Prosesi ini juga mengambil cerita mitologi kelahiran Bhatara Kala yang termuat dalam Kala Tatwa. Bhatara Kala oleh ayahnya Dewa Siwa diberikan anugrah bisa memakan segala yang lahir pada Wuku Wayang. Selain itu, mereka yang berjalan tengah hari juga bisa menjadi makanan Bharata Kala. Mendapat anugrah tersebut, Bhatara Kala mengetahui bahwa adiknya yang bernama Dewa Kumara lahir pada Wuku Wayang. Selanjutnya Bhatara Kala hendak memakan Dewa Kumara.

Saat dikejar Bhatara Kala, Dewa Kumara nyaris tertangkap. Untung ada Dewa Siwa yang datang menghalangi. Kebetulan saat itu, waktu menunjukan tengah hari. Bhatara Kala hendak memakan Dewa Siwa karena berjalan siang hari seperti anugrah yang didapatkannya.

Dewa Siwa rela dimakan oleh Bhatara Kala. Namun, penguasa Kailas itu mengajukan beberapa pertanyaan yang wajib dijawab Bhatara Kala. Dari sekian banyak pertanyaan, satu pertanyaan tidak bisa dijawab sehingga Bhatara Kala tidak bisa memakan Dewa Siwa.

Gagal memakan Dewa Siwa, Bhatara Kala melanjutkan mengejar Dewa Kumara yang lari ke setiap rumah warga. Pada saat malam hari, Dewa Kumara bertemu dengan seorang dalang yang sedang mengadakan pertunjukan wayang. Dewa Kumara langsung masuk ke pembuluh bambu gender wayang. Bhatara Kala yang datang langsung memakan sesajen wayang.

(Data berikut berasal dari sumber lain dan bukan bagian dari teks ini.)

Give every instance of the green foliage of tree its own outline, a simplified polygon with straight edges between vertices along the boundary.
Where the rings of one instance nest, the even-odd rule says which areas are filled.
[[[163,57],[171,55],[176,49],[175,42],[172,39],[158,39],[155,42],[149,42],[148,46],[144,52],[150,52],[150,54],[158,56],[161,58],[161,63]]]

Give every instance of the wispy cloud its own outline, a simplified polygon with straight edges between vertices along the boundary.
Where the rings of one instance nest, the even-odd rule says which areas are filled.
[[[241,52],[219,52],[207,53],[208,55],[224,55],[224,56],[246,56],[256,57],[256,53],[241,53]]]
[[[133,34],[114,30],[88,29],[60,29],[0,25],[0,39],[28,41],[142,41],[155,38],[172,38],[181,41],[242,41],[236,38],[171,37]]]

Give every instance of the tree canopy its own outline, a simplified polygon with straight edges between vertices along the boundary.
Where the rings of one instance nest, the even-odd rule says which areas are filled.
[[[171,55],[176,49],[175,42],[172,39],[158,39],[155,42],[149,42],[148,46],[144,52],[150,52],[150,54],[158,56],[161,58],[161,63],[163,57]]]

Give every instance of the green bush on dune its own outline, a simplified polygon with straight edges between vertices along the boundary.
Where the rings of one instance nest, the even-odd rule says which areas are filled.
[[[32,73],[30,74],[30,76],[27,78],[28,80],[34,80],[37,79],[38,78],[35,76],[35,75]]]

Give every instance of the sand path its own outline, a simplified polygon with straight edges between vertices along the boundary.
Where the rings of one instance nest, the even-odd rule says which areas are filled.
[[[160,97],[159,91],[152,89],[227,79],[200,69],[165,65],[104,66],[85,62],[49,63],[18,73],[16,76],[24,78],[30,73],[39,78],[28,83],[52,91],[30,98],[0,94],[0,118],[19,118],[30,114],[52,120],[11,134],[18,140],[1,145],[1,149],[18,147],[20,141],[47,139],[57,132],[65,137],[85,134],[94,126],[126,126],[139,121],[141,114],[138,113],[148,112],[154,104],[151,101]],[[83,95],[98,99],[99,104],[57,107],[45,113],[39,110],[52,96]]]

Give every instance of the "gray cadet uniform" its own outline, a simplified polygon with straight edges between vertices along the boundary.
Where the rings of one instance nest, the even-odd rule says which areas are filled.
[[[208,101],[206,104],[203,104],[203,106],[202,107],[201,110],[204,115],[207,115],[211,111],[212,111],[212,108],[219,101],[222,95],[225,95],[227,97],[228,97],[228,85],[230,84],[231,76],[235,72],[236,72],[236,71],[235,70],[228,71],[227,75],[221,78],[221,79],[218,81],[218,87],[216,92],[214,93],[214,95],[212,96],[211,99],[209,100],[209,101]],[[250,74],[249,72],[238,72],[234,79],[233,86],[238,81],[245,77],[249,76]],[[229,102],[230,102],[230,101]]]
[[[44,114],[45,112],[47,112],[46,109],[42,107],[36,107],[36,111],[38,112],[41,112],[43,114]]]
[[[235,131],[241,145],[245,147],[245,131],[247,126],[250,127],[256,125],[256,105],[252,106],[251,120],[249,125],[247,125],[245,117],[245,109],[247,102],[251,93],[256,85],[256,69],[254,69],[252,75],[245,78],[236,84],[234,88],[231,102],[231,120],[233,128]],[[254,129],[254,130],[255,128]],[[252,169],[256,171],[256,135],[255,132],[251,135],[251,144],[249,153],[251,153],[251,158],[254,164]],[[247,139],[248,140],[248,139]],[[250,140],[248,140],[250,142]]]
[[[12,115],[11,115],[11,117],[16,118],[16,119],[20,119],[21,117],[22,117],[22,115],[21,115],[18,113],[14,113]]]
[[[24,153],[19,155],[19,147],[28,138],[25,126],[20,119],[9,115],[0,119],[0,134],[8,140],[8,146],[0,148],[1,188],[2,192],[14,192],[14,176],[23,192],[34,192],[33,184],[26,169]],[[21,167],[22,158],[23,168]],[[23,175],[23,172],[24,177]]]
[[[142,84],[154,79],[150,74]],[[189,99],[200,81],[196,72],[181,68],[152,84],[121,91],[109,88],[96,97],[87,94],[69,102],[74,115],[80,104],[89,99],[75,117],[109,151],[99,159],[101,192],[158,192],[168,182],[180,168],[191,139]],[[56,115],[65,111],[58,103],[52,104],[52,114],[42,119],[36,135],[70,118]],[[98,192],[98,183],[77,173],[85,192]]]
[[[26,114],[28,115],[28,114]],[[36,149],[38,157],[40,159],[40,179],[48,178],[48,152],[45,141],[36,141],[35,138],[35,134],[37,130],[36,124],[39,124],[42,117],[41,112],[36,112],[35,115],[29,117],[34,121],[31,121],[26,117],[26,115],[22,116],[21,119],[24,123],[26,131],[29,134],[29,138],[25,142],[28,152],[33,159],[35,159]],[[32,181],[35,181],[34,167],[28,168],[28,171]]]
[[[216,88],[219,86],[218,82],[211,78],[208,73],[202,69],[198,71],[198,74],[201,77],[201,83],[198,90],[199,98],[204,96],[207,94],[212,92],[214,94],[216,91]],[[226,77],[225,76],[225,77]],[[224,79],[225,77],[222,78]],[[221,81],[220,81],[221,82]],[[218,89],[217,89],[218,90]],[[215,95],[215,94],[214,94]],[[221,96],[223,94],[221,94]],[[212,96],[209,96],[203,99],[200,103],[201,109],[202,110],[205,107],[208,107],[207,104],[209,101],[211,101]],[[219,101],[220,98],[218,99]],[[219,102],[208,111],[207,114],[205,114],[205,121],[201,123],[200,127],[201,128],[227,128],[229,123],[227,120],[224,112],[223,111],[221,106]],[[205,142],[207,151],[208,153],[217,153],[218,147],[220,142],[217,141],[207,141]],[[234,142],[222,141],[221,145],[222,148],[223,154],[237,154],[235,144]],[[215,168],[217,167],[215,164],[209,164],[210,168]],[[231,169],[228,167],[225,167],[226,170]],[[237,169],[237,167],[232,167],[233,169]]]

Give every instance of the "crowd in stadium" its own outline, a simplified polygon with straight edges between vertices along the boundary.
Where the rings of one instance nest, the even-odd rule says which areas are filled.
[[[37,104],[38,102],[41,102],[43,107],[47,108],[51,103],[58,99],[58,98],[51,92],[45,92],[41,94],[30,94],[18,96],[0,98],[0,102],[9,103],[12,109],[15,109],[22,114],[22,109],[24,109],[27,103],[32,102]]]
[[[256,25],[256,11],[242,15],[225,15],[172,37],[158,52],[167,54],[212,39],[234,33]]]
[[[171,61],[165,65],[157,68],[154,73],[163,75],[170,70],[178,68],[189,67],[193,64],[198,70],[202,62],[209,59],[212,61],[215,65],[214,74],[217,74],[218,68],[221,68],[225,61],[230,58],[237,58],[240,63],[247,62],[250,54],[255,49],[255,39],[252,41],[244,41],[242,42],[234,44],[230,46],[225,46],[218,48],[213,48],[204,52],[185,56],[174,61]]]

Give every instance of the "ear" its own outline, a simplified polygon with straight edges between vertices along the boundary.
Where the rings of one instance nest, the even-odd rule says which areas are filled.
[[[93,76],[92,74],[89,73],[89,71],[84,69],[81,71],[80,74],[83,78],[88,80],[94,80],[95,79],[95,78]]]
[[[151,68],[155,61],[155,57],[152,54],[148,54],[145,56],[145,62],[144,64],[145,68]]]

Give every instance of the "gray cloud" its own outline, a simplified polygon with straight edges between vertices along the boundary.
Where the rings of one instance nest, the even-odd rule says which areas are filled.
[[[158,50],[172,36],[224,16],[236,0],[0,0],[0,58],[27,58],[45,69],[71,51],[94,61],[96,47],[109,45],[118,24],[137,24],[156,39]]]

Selanjutnya, Dalang meminta Bhatara Kala tidak melanjutkan mencari Dewa Kumara karena sudah memakan sesajen wayang milknya sebagai tebusan. Akhirnya Bhatara Kala bisa menerima sehingga Dewa Kumara bisa selamat.

Mitologi itulah yang mengilhami kelahiran seserorang yang lahir pada Wuku Wayang. Sifat karakter Bhatara Kala identik dengan “ nafsu” yang sulit dikendalikan. Sementara Dewa Kumara adalah sifat kedewataan. Mereka yang lahir Wuku Wayang memiliki dua karakter tersebut sehingga yang negative harus dinetralisir dengan prosesi Panglukatan Sapuh Leger.

Tiga sifat khas seseorang yang tertulis dalam ajaran Hindu terdiri dari Satwam, Rajas dan Tamas. Dari ketiga sifat tersebut salah satunya akan menonjol dalam diri seseorang. Jika yang menonjol sisi negatifnya inilah perlu dikurangi dengan ritual.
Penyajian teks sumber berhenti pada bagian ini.